Abba Barsanuphe : « Pour boire on n’a pas tant besoin d’aller aux bars que de rester à la maison. Pour un accroc à la bouteille, tous les endroits (je dis bien tous les endroits) sont de possibles cabarets. En effet, dans mon expérience personnelle, je me suis aperçu que les meilleurs endroits pour boire sans réveiller le soupçon de sa propre conscience ni de celle des autres demeurent les endroits insolites : sacristie, voiture, toilettes, la nature lorsqu’on est en voyage, ascenseur. J’élimine la chambre car cet endroit est très connu de tous. Vous me direz peut-être que j’exagère car où transporter la boisson. Eh bien ne vous en faites pas, l’alcoolique que je suis a plus de mille astuces et lieux pour garder ses provisions. Et ne pensez pas tout de suite aux sacs à dos. Les meilleures cachettes pour un prêtre demeurent la valise chapelle, et les poches de son manteau (même s’il fait 50 degrés à l’ombre), de sa longue et grande gandoura ou de son pantalon.

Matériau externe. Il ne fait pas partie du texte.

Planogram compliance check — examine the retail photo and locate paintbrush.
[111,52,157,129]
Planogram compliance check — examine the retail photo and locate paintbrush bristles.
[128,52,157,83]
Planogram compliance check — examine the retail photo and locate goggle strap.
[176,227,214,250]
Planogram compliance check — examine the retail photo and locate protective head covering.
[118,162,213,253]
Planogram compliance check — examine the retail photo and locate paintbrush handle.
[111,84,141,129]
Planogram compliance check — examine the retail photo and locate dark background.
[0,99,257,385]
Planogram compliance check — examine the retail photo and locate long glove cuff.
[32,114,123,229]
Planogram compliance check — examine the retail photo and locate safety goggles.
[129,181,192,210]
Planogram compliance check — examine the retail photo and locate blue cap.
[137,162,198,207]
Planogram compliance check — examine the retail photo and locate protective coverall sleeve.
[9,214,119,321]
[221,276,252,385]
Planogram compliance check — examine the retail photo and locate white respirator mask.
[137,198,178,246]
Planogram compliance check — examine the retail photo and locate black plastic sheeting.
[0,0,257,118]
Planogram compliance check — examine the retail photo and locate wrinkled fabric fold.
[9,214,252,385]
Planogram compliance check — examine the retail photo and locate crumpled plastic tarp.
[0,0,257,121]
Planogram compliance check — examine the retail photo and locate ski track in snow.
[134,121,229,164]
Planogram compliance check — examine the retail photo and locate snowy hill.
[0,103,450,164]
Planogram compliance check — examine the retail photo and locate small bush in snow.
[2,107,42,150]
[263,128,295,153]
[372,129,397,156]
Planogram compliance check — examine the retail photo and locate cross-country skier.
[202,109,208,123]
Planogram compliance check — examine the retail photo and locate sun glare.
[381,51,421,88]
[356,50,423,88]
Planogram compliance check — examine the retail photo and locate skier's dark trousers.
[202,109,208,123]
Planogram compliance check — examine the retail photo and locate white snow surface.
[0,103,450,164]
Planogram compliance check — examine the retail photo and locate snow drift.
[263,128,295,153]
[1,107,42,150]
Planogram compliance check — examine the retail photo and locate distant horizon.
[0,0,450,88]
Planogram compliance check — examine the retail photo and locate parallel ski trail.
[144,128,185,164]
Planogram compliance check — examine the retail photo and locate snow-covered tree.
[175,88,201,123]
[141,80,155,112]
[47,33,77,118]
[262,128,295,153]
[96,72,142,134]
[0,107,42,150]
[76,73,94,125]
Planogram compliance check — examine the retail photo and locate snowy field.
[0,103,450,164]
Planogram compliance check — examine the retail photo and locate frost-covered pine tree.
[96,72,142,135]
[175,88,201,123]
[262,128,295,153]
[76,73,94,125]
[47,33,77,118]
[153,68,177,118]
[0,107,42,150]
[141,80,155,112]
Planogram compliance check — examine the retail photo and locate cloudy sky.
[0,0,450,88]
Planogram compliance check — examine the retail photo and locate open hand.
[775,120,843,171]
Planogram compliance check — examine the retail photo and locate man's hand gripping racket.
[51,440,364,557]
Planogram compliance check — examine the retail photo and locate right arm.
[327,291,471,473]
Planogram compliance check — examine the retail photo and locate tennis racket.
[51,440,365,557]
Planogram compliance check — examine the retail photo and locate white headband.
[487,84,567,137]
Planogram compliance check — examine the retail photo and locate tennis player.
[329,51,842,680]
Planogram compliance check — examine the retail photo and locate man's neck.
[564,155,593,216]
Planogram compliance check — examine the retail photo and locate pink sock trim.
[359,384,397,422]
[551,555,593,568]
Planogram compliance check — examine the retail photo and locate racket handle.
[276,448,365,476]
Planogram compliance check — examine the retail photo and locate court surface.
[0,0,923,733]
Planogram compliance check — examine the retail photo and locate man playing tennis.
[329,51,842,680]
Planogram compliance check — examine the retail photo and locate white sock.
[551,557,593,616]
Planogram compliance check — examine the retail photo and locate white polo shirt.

Jusque-là je parle pour nous faire prendre conscience de l’aspect vicieux de l’addiction. Cependant, je voudrais aller plus loin. Dans la pratique courante, c’est dans les bars ou bistrots qu’on boit l’alcool en dehors de la communauté, soit seul soit en compagnie. Et c’est justement là-bas aussi qu’on se donne à tous les excès au nom de la détente personnelle, sociale ou communautaire. Personnellement, lorsque je me rendais compte que le barman commençait à me servir automatiquement dès que je m’asseyais (il savait ma boisson préférée), je me disais : « Humm je suis devenu trop connu ici. Faut pas qu’il sache que je suis prêtre. » Et alors je déménageais, mais le mal était déjà fait : quelles sont les répercussions sur moi-même et l’entourage que je laisse derrière ? A cela s’ajoute le fait que mon expérience d’addiction m’a fait prendre conscience que sur chaque route qui menait à un champ d’apostolat (messes, conférences, rencontres) j’avais repéré des bars où je me désaltérais forcement une fois le travail accompli. Cela étant, je pouvais toujours avoir la conscience tranquille : « Je ne fréquente pas les bars; la preuve est que j’étais aller en apostolat et ce n’est pas un mal que de se restaurer les forces vitales après une mission bien accomplie, je dirai même très bien accomplie. » Et ça devenait une routine, car derrière chaque zèle apostolique se cachait une gratification: m’adonner à ma détente favorite qui est de boire en bonne et due forme, la conscience tranquille.
En replantant mes expériences ci-dessus au plan général, je vois que pour des décisions personnelles du type « je vais sortir prendre un pot », ou sociales « mon père je vous invite à boire un coup », voire Père Blancs « Confrère tu m’invites prendre un pot quand ? », nous déménageons de plus en plus dans les bars/restaurants. Mon histoire personnelle me dit que lorsque les fidèles nous rencontrent dans les débits de boissons, ils nous saluent poliment et nous achètent à boire. Mais cela ne veut pas dire qu’ils approuvent notre présence régulière dans cet endroit mondain. »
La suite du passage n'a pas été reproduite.